I caught him with the knobby end of my walking-stick and it's a nice bit of ash. I wasn't going to touch him again.

I didn't think there was any need after I got the list of names. I was pretty sure there was no copy and without the list, and the notes of evidence Macklin had got together even the Etrurian Government couldn't pay much attention to his report. I said something like that to him and he began to laugh. He was bleeding where I had hit him and the blood ran down his face while he was laughing. He said he had half a dozen copies but I didn't believe him. He was crawling along the floor, trying to get to the 'phone. I watched him. I thought he was going to call up the police and I didn't care. I had my answer. We had it all fixed up what to say. I should have told the police it was a confidential list of business clients Macklin had stolen to sell to a trade rival and he could prosecute if he liked.

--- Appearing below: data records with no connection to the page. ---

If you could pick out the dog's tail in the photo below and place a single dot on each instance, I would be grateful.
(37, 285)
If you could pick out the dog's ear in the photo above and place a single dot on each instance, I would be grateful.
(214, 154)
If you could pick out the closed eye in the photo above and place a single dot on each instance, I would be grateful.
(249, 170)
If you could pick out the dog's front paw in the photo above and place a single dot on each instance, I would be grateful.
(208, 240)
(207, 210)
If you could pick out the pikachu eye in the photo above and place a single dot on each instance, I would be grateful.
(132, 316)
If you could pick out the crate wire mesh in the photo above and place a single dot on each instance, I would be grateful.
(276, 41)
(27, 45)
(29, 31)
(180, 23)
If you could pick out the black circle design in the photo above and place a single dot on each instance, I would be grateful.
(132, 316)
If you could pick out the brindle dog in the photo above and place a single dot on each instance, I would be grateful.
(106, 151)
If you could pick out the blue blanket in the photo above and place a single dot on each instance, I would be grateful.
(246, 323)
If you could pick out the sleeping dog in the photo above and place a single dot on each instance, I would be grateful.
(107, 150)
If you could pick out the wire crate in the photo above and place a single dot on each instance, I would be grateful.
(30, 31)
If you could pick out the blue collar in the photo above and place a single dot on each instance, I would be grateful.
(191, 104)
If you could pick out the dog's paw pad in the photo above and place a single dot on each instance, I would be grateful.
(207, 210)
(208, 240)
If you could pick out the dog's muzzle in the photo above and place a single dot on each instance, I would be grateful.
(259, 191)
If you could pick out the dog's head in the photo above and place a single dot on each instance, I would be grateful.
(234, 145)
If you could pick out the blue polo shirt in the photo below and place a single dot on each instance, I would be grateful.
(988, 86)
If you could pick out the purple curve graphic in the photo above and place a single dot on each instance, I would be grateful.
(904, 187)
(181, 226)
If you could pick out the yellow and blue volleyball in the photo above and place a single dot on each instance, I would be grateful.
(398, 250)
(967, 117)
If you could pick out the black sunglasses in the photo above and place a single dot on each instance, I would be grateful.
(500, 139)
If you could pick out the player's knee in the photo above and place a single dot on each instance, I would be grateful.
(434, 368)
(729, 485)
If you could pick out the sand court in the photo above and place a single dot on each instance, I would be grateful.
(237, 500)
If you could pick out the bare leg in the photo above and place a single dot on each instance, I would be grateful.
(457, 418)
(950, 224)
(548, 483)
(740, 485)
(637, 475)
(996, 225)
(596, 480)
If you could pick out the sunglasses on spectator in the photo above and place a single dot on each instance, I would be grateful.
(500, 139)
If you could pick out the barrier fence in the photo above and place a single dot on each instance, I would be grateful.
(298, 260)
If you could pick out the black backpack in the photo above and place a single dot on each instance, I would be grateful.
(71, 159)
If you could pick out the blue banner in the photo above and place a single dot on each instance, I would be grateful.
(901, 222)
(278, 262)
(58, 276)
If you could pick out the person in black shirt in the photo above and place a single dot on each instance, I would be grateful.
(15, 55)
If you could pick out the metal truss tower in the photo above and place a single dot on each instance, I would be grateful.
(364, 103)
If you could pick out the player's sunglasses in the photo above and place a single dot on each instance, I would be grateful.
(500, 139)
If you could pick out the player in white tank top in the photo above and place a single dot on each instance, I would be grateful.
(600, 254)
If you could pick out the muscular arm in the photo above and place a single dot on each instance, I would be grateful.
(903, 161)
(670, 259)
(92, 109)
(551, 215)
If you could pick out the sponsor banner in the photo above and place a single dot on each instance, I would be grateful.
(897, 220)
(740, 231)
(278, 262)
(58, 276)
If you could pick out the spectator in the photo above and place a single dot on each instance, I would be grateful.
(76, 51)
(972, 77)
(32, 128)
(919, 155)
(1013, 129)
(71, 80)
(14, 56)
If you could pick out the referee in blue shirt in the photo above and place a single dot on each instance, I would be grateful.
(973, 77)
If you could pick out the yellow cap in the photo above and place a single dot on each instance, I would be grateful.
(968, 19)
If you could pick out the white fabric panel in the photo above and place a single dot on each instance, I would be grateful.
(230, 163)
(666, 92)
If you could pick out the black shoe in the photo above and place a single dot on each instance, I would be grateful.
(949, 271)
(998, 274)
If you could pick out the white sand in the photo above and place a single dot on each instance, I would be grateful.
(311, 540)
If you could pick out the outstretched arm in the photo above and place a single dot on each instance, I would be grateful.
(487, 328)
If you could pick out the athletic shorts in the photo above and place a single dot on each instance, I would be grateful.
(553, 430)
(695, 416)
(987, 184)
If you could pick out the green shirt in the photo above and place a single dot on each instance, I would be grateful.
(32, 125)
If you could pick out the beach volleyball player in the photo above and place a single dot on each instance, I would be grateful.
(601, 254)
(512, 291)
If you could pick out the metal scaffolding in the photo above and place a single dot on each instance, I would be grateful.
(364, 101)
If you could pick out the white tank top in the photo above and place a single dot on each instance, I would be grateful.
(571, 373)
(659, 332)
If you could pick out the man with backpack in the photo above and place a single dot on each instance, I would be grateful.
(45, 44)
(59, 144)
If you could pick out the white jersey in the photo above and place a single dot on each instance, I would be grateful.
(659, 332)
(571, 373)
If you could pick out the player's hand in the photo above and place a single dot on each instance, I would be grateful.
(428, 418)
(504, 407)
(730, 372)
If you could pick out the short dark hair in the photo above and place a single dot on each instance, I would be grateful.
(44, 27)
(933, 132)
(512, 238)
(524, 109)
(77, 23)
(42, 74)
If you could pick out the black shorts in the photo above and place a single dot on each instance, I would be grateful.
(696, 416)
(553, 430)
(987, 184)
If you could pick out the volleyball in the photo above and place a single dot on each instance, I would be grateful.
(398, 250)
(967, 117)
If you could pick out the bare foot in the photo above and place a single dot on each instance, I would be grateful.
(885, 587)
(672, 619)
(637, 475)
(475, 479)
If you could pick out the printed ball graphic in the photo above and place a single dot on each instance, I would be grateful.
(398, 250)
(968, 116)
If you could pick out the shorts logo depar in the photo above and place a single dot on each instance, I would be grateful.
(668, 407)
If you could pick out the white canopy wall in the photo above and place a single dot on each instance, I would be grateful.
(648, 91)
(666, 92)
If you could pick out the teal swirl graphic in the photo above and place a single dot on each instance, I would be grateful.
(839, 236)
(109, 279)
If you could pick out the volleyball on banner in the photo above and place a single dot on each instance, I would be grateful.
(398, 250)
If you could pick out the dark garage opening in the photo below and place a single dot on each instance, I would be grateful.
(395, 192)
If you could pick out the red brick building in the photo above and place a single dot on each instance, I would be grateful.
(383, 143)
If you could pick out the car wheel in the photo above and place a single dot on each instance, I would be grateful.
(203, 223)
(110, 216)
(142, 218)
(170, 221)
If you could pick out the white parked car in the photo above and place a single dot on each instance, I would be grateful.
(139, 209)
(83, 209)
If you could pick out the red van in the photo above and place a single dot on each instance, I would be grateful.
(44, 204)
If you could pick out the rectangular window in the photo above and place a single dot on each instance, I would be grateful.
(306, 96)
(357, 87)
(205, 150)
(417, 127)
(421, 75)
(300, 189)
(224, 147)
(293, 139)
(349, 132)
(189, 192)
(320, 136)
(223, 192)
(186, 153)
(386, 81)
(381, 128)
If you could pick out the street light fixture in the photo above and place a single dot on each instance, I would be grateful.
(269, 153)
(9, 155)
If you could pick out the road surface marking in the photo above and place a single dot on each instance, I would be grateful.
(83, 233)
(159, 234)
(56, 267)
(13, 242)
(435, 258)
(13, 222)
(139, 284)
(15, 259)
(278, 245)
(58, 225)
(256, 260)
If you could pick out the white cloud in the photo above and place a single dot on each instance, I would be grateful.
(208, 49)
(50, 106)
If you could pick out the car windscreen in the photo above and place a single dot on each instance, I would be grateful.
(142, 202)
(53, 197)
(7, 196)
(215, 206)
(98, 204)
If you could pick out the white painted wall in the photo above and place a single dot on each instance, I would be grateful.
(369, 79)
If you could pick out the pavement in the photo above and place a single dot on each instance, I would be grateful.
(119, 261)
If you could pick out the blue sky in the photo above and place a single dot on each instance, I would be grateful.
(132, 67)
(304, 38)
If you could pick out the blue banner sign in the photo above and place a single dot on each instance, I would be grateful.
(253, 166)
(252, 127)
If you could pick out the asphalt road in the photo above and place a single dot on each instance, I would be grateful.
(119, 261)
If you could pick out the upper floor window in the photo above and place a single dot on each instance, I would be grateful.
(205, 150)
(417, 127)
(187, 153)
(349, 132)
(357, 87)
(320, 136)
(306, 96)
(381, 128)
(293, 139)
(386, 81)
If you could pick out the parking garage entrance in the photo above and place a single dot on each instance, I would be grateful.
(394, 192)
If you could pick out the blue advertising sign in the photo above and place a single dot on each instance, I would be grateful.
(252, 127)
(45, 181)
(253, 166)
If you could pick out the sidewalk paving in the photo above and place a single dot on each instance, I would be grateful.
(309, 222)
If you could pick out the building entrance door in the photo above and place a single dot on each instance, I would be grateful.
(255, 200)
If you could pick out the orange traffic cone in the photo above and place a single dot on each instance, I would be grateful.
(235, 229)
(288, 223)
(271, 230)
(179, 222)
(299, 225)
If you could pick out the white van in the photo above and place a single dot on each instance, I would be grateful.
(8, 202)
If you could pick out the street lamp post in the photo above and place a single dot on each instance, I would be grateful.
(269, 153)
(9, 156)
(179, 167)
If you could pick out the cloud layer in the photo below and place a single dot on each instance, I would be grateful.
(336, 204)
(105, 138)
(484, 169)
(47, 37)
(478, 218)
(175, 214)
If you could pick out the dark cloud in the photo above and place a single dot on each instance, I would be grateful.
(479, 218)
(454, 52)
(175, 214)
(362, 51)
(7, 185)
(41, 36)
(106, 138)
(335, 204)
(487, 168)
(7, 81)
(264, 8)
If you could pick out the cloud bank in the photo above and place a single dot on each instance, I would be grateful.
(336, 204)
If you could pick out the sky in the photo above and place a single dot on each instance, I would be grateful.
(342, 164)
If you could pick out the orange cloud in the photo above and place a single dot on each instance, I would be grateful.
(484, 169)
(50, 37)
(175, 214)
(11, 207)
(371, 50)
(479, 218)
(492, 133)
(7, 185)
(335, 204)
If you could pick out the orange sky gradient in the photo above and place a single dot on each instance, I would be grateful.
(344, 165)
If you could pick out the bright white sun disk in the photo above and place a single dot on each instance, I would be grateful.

We knew he wouldn't dare. Too much would have come out. It was awfully quiet up in that room. I had never even seen a dead man. What was I saying? Oh, yes, he was crawling to the 'phone and I watched him. He got hold of the receiver. He said over his shoulder: ‘I know all the names by heart. I know every one. I know it all off pat. I'll ring them at the Embassy and tell them they shall have it written out fresh first thing tomorrow.' You know, that was a silly thing to say. He shouldn't have said that, should he? After that it all happened very quickly. I got hold of him by the collar and pulled him away. I knew I had to kill him, but I didn't know how. Funny how difficult it is to kill a man. We were rolling on the floor. There was the pistol I had knocked out of his hand but it had gone under a book-case somewhere. He had his knife and he was jabbing at me with it. He cut my hand a little through the glove I was wearing. I had put on gloves because of finger-prints, you know. There was a cushion on one of the chairs and I took it and held it over his face. I pressed it down. Funny how easy it is to kill a man.”